Our objectives were to systematically review published efficacy studies of eHealth and mHealth (mobile health) psychosocial interventions for youths with chronic illnesses and review intervention theory and treatment components.
PubMed, Embase, Web of Science, PsycInfo, and Cochrane Database of Systematic Reviews were searched for studies published from 2008 to 2019 of eHealth and mHealth psychosocial interventions designed for children and adolescents with chronic illnesses in which efficacy outcomes were reported. We excluded studies of interventions for caregivers, healthy youth, disease and medication management, and telehealth interventions that function solely as a platform to connect patients to providers via phone, text, or videoconference.
We screened 2551 articles and 133 relevant full-text articles. Sixteen efficacy studies with psychosocial and health outcomes representing 12 unique interventions met the inclusion criteria.

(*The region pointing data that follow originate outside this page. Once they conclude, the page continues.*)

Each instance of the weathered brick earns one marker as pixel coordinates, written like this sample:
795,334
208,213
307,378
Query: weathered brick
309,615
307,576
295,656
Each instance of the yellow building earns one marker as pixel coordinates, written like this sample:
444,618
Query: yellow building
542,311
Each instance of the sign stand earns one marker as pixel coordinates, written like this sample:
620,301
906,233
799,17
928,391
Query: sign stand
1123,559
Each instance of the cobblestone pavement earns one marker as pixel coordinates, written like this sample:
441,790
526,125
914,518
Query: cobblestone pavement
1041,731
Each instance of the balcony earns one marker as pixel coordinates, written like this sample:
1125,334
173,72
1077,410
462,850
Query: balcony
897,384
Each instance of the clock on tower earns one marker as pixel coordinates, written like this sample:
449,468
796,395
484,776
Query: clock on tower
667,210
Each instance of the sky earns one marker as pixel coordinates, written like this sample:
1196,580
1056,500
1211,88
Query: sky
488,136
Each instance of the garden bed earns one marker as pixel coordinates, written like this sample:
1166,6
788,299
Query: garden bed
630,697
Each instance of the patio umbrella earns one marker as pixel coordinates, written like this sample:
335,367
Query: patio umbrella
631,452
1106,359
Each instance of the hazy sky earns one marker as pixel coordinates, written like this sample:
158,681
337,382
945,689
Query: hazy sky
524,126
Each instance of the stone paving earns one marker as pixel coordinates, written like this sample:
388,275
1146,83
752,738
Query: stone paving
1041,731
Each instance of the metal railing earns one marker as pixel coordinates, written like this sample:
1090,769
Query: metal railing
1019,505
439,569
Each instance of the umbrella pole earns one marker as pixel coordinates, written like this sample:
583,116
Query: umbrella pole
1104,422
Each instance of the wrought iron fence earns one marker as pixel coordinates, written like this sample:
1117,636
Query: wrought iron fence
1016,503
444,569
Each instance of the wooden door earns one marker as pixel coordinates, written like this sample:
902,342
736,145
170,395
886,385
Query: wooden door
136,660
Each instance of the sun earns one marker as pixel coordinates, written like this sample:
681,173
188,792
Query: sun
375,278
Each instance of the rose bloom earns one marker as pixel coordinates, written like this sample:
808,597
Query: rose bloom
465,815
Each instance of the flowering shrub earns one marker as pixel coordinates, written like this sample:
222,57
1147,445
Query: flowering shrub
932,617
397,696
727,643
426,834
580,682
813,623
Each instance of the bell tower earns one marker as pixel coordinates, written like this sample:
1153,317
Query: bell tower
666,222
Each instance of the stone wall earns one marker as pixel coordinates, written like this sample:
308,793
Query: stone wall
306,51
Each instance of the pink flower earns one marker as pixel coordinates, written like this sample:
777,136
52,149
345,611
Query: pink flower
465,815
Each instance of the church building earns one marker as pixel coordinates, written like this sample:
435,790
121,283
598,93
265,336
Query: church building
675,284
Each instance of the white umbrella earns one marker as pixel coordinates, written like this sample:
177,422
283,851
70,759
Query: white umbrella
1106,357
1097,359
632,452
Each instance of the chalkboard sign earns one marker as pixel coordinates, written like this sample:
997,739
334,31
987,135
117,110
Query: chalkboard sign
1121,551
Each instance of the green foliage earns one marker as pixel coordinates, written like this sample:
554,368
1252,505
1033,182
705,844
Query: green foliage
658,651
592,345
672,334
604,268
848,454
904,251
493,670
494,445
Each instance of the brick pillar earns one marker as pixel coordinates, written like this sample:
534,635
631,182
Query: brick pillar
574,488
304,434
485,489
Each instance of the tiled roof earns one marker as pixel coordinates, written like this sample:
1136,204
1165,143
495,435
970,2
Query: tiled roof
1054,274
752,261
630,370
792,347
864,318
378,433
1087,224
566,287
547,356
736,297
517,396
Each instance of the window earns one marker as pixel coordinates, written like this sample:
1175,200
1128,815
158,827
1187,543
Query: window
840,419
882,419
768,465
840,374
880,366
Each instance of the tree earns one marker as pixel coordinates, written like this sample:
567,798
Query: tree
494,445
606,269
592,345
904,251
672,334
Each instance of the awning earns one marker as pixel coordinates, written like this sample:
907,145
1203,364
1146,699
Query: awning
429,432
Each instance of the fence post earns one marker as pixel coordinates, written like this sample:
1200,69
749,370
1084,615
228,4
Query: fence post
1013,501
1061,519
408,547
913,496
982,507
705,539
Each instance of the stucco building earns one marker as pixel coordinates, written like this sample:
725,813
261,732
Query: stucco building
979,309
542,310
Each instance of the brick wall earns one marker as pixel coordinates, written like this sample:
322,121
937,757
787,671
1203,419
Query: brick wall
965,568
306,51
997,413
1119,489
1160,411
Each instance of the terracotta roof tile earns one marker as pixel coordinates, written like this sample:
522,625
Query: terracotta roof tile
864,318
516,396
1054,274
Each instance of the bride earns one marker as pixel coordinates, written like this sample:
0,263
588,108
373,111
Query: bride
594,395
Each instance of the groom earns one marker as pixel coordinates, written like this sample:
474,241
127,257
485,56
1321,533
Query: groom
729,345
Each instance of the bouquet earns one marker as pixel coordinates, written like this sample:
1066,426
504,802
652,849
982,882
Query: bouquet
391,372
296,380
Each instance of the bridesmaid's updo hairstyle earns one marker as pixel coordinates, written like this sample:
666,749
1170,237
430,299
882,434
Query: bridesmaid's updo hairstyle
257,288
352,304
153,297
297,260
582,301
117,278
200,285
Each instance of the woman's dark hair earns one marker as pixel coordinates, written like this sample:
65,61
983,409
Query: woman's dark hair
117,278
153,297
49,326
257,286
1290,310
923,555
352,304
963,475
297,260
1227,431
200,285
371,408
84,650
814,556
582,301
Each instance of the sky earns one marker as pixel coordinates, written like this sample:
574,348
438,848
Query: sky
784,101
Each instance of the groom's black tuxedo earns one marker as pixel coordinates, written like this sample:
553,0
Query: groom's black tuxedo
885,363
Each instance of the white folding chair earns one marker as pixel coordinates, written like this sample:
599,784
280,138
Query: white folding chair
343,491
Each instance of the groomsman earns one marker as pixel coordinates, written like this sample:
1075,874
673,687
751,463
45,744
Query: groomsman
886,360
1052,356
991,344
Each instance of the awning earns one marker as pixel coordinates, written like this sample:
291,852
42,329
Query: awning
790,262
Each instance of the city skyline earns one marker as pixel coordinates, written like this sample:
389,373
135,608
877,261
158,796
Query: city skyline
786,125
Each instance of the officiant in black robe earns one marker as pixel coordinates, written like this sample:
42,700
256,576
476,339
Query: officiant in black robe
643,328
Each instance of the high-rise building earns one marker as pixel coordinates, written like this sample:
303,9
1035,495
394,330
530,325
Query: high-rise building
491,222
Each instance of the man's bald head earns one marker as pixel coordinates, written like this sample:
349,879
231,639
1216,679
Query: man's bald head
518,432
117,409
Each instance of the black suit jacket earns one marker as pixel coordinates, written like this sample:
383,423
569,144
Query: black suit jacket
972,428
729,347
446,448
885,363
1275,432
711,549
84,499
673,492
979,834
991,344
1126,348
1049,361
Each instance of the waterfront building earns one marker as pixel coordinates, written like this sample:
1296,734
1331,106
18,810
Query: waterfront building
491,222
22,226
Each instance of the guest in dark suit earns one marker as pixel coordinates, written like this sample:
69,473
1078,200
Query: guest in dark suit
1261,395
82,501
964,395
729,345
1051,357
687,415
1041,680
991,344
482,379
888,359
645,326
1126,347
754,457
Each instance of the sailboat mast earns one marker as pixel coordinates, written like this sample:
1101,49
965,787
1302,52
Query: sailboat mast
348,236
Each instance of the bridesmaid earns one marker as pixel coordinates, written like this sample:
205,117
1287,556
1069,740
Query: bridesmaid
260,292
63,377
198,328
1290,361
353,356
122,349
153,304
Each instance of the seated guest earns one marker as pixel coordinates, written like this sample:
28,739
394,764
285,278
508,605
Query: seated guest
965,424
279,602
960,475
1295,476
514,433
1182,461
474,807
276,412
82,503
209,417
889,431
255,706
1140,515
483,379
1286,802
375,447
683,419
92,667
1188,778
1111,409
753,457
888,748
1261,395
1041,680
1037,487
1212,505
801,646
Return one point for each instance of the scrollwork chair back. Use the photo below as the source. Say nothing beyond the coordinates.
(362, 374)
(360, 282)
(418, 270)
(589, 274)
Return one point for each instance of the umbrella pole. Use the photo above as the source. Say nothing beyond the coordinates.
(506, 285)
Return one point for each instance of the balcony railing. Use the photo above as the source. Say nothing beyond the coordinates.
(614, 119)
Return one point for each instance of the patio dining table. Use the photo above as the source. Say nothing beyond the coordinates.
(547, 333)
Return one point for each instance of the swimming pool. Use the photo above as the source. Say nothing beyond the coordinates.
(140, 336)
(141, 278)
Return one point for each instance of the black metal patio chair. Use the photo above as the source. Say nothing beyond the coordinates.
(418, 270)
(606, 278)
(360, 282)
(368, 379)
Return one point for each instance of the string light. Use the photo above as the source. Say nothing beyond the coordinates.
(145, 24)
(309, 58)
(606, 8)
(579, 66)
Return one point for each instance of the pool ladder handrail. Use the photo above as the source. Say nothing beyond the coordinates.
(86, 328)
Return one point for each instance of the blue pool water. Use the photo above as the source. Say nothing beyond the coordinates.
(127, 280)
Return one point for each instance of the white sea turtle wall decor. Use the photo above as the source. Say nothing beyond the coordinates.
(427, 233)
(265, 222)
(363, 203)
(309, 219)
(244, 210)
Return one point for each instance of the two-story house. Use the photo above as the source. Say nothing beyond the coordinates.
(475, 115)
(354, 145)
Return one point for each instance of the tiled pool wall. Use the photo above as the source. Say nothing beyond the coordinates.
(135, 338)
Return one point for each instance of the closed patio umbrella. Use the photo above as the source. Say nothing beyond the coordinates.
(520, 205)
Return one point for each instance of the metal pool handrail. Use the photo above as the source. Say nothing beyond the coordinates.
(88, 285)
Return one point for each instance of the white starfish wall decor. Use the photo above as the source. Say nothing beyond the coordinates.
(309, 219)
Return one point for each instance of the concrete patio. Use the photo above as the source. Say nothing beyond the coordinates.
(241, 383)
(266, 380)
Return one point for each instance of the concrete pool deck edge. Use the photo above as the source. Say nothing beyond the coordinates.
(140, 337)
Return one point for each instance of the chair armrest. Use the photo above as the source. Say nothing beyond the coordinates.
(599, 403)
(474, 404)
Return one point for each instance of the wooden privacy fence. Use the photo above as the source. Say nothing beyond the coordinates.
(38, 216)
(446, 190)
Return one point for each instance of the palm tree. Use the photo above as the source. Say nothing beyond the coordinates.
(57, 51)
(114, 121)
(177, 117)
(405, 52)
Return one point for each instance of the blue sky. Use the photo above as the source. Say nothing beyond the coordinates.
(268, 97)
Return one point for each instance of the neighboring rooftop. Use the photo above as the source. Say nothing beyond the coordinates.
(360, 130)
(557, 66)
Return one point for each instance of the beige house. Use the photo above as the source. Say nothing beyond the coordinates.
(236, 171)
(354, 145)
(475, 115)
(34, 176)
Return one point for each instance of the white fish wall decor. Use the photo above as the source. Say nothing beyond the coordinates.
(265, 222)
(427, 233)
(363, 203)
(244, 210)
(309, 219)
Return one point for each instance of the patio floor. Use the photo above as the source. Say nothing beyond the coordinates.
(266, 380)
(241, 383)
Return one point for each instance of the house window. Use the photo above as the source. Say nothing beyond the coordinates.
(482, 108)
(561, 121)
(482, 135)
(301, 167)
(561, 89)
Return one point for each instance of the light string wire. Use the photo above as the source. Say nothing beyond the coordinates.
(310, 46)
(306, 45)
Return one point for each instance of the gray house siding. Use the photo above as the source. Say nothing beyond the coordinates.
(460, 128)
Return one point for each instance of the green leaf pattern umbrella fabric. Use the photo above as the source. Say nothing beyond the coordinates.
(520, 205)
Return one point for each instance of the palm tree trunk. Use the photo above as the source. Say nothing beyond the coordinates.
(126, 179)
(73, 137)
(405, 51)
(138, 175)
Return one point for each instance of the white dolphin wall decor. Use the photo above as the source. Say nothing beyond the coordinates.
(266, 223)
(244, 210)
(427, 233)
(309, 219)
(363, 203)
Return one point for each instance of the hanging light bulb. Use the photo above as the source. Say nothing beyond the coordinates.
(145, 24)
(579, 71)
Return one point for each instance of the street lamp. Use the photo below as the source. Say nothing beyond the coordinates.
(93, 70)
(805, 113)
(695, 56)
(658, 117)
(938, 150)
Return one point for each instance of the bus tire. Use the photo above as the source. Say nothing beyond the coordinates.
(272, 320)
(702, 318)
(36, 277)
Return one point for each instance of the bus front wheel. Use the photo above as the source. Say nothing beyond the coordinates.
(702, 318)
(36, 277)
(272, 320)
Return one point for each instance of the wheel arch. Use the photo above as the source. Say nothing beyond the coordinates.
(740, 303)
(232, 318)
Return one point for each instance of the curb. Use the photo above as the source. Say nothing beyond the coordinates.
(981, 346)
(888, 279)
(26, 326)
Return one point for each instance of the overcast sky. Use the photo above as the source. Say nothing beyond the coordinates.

Of the included studies, 12 were randomized controlled trials and 4 were prospective cohort studies with no comparison group. Most interventions were based in cognitive behavioral theory and designed as eHealth interventions; only 2 were designed as mHealth interventions. All but 2 interventions provided access to support staff via text, phone, email, or discussion forums. The significant heterogeneity in intervention content, intervention structure, medical diagnoses, and outcomes precluded meta-analysis. For example, measurement time points ranged from immediately postcompletion of the mHealth program to 18 months later, and we identified 39 unique outcomes of interest. The majority of included studies (11/16, 69%) reported significant changes in measured health and/or psychosocial posttreatment outcomes, with small to large effect sizes.
Although the available literature on the efficacy of eHealth and mHealth psychosocial interventions for youth with chronic illnesses is limited, preliminary research suggests some evidence of positive treatment responses. Future studies should continue to evaluate whether digital health platforms may be a viable alternative model of delivery to traditional face-to-face approaches.